Justin Verlander is Living in 1987

In 1986, Bert Blyleven had a season that most pitchers would try to forget. His 4.01 ERA was the second highest of his 17-year career, and his 4.33 FIP was 1.42 higher than his lifetime mark of 2.91. For a starting pitcher who had been extremely effective throughout his big league tenure, Blyleven was very… average. But there’s one big, fat, ugly stain on his stat sheet from that year: 50 home runs allowed, the most ever in a single season.

His season-long performance, though poor by Blyleven’s Hall of Fame standards, wasn’t terrible. Aside from giving up a record number of long-balls, Bert was still reliable. He threw 16 complete games, led the American League in K/BB, and had one of his better seasons in terms of WHIP (1.178). There was no glaring statistical source of the anomalous home run total, and ultimately no cause for concern.

But then Bert Blyleven allowed 46 home runs in 1987, and it was clear that something was wrong. The Hall of Fame righty, who had never given up more than 24 home runs in a season, had just posted back-to-back seasons allowing 30 home runs before the All Star break. Yes, something was wrong, but not just with our friend Bert.

Home runs increased by nearly 17% in 1987, and players who were not notorious for their power began parking balls on a regular basis. Take Wade Boggs, for example, whose career high for home runs at the time was eight, a number so small I spelled it out for you. In 1987, Boggs tripled his previous benchmark and hit 24 home runs. That one, single season would account for over 20% of the home runs he hit during his entire 18-year career.

Something was wrong with baseball, or rather, the baseball.

The effect of the genetically mutated ball, affectionately known as the “Rabbit Ball”, was profound. However, despite the universal theory that the baseball was juiced, MLB officials vehemently denied any accusations of alteration.


The 2019 MLB season has been characterized by players making off-barrel contact, flinging their bats in frustration, and looking up to see the ball sail over the fence. Home runs are being hit at a historic rate despite fewer balls being put into play. Part of this phenomenon has to do with hitters adopting new-school launch angle approaches, but it would be foolish to ignore the most logical explanation for the spike in homers: the return of the Rabbit Ball.

Perhaps no pitcher has been affected by the mass exodus of baseballs more than Justin Verlander, who gave up a Blyleven-esque 26 home runs before the All Star break. This is extremely uncharacteristic of Verlander, whose career high for home runs allowed is 30 (2016). However, unlike Blyleven in 1986 and 1987, Justin Verlander is having a dominant season.
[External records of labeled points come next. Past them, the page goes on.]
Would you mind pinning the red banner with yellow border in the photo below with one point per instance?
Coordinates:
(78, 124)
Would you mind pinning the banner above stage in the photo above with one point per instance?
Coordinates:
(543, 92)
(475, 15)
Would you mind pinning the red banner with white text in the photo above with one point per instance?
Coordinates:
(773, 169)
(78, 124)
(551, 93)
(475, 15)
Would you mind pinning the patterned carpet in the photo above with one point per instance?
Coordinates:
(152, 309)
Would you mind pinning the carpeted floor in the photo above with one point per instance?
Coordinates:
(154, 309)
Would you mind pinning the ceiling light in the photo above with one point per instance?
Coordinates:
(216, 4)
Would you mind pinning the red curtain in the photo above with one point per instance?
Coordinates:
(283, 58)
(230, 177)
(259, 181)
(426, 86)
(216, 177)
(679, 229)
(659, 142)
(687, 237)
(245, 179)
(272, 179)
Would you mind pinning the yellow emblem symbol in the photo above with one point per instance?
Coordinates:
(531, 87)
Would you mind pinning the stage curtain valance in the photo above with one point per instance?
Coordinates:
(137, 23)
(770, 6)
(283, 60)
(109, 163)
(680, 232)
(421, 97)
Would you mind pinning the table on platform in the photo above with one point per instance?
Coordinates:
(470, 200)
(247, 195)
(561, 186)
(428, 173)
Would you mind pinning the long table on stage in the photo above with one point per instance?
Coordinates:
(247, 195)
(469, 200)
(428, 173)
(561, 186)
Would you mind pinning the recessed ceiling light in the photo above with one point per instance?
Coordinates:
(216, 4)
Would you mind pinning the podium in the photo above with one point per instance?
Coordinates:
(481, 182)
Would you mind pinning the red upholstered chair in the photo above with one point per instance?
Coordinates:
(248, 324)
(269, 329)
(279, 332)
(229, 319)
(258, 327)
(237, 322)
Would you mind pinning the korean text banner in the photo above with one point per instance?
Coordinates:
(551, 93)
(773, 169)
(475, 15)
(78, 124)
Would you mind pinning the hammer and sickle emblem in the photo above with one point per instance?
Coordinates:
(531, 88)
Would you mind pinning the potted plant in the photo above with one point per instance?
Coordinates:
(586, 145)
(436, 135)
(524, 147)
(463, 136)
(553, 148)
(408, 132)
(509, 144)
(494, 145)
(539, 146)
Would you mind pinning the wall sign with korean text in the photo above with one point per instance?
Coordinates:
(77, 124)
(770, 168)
In 20 starts, Verlander has posted an astonishing 0.814 WHIP, the best in the major leagues and the best of his 15 year career. He’s also giving up a league-lowest 5.4 hits per 9 innings, which is also a career mark. Unfortunately, 32.5% of those hits have been home runs. It just doesn’t make sense.

Verlander is fully aware of the Rabbit Ball’s triumphant return, and he hasn’t been quiet about it.

In an interview with ESPN during the All Star break, Verlander called the phenomenon “a fucking joke”. He continued on to say “Major League Baseball’s turning this game into a joke. They own Rawlings, and you’ve got Manfred up here saying it might be the way they center the pill. They own the fucking company. If any other $40 billion company bought out a $400 million company and the product changed dramatically, it’s not a guess as to what happened. We all know what happened. Manfred the first time he came in, what’d he say? He said we want more offense. All of a sudden he comes in, the balls are juiced? It’s not coincidence. We’re not idiots.”

The parallels to the 1987 Rabbit Ball season are undeniable. The baseball is leaving the yard more than ever before, and Major League Baseball is acting like they didn’t just eat the last cookie in the jar. They don’t know anything about it.


The dance of accusation and denial can go on forever, but the truth always rises to the surface. Following the explosive 1987 season, the rabbit gathered as much food as he could, hopped back into his hole, and hibernated. Home run totals decreased by over 28% in 1988, and would not return to 1987 levels until 1996 (an era also characterized by juice). Bert Blyleven returned to form, and gave up a measly 21 long balls. The cosmos had realigned, and baseball was back to normal.

Now, Major League Baseball finds itself at an interesting crossroads. If Rob Manfred opts to remove the proverbial rabbits from the baseball, everyone will be aware of his dishonesty. If he leaves things as is, the sport will move even closer to a game of three true outcomes and suffer from a lack of action.

This is a very important time for baseball, and the league must be careful not to change too much in a desperate effort to make the game “more exciting”. A short term change like juicing the baseball could have a profound effect on the future of the sport. Manfred has to tread lightly.

Oh, and if you’re wondering who the 2019 version of Wade Boggs is, look no further than Christian Vazquez, who has hit 15 home runs in 290 plate appearances this season. In his previous 999 plate appearances, he only hit 10. The damn Rabbit Ball, man.